Молхо допил свой чай, оставил чашку на стуле возле себя, повернулся на спину и лег, устремив взгляд в потолок, потом перевел его в сторону коридора, увидел край шкафа, ковер, пол, освещенный светом из кухни, тяжелые ноги домработницы в комнатных туфлях, движущиеся возле раковины, и вспомнил о своей жене — да, это была как раз та точка зрения, с которой она видела мир в свои последние месяцы, лежа здесь, на этом же месте, — и его снова захлестнула гордость от того, что он все-таки сумел справиться с ее смертью дома. Домработница вошла снова, с рюмкой коньяка в руках, и сказала, что это именно то, что ему нужно, это ему поможет, и, хотя ему совсем не хотелось пить, он все же приподнялся, и глотнул, и снова поблагодарил ее, и теперь она наконец закрыла дверь, и он спросил себя: неужто ему суждено теперь превратиться в сексуальную мишень для женщин, ведь для него самого секс — некое далекое и смутное воспоминание, от которого он давно освободился, получив взамен полную сочувствия и сострадания любовь, куда более возвышенное и нежное чувство, куда более сложные и тонкие человеческие отношения. Неужто отныне ему придется понуждать себя к сексуальному возбуждению? А ведь эта женщина, с ее неясным семейным положением, наверняка готова была бы помочь ему растопить его внутреннюю застылость. Но пока он молил всего лишь о передышке — хотя и не знал, кого он молит, а в доме стояла тишина, и серый, глухой дождь барабанил снаружи, и тут он ощутил потребность пойти в туалет, но ему очень не хотелось ходить в ее присутствии в пижаме, а одеваться сейчас казалось ему странным и неуместным.

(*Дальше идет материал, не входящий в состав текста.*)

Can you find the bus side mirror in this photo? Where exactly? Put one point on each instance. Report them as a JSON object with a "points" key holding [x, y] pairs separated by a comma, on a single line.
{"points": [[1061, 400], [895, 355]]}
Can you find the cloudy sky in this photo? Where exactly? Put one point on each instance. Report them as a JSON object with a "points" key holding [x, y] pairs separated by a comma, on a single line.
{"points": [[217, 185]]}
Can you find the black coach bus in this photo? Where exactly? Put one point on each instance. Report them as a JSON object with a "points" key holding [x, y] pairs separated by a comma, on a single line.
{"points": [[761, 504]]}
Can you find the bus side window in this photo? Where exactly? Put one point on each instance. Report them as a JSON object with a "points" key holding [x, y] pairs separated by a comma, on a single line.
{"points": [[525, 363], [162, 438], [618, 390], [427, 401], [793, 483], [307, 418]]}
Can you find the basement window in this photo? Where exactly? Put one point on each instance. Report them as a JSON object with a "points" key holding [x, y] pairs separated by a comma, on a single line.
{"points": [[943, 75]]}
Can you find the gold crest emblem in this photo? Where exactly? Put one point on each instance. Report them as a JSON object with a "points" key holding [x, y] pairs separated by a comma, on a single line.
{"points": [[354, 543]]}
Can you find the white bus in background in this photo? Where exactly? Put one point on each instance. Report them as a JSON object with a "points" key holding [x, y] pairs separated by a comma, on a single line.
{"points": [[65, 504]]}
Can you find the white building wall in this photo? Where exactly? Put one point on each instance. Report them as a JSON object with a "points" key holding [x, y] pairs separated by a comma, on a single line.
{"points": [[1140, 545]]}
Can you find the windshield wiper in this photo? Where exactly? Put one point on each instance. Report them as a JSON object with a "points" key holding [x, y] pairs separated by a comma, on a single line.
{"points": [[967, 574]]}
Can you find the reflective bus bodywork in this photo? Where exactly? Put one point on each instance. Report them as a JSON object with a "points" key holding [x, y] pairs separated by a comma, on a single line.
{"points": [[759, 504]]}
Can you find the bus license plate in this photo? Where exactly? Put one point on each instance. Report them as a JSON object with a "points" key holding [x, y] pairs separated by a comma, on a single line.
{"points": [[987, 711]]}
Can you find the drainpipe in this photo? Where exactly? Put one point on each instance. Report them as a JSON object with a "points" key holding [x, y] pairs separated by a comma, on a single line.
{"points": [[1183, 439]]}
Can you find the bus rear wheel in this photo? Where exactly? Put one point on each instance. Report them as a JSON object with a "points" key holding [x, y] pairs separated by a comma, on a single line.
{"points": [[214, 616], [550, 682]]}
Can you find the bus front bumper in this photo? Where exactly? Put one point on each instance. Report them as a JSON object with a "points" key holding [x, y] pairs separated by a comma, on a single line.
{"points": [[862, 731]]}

В конце концов он все-таки поднялся и стал осторожно пробираться к туалету, но, проходя мимо кухни, заметил на столе очередные накрытые кастрюли, и на плите еще что-то варилось, и он вдруг испугался, что она завалит их едой сверх всякой меры, и в раздражении отправился, как был, в пижаме, искать ее по всей квартире — оказалось, что она моет пол в комнате гимназиста, и он попросил не варить так много, потому что они с трудом управляются со всей этой едой; она выслушала его с изменившимся от обиды лицом и начала, даже немного заикаясь, оправдываться, но он уже покинул комнату, зашел в туалет, а вернувшись в спальню, закрыл за собой дверь на ключ и погрузился в дремоту. Проснувшись, он увидел, что ее уже нет, и на обратной стороне его листка было написано, что ей придется купить новые приправы, так как прежний запас уже кончился.
Всякий раз, когда жена пыталась завести с ним разговор о том, женится ли он после ее смерти, ему всегда удавалось увильнуть, свести дело к шутке или продемонстрировать преувеличенное раздражение, в очередной раз доказывая этим, что он не склонен даже думать о такой возможности. Но в одну из летних суббот, после дневного сна, когда они еще лежали в супружеской кровати вместе, под легкими одеялами, и вечерний воздух был приятен и свеж, и субботнюю полутьму рассекали полосы сладкого и теплого света, проникавшего сквозь щели жалюзи, она безо всякого предупреждения вдруг тихо заговорила с ним об этом, и сколько он ни пытался увернуться, притворяясь, будто не понимает, к чему она клонит, не дала ему увильнуть. Ведь он не останется одиноким всю свою жизнь? Но он ответил: «Почему бы нет, кто меня захочет?» И тогда она с непонятной сухостью сказала: «Всегда найдутся такие, которые захотят». И он на мгновенье растерялся от обиды, но промолчал. «Только не рожай детей, — сказала она, — не женись на слишком молодой, потому что тогда тебе придется рожать детей и ты усложнишь себе жизнь». Его сердце сжалось от ужаса, но он все еще надеялся отшутиться. «Почему бы нет, — игриво сказал он, — должен же я за кем-то ухаживать». Но она замолчала, будто ей нечего было прибавить, и он посмотрел на нее: ее лицо было тяжелым и мрачным, и он испугался, что она сердится, и снова начал недовольным тоном: «Я не желаю слышать все эти разговоры о смерти, завтра я буду переходить дорогу, и какой-нибудь псих меня раздавит». Она смерила его трезвым взглядом: «Почему? Тебе достаточно просто поостеречься». И он удивленно рассмеялся. Ее смерть вдруг показалась ему вспышкой ослепительного света, но одновременно — и нависшей над ним угрозой пожизненного одиночества.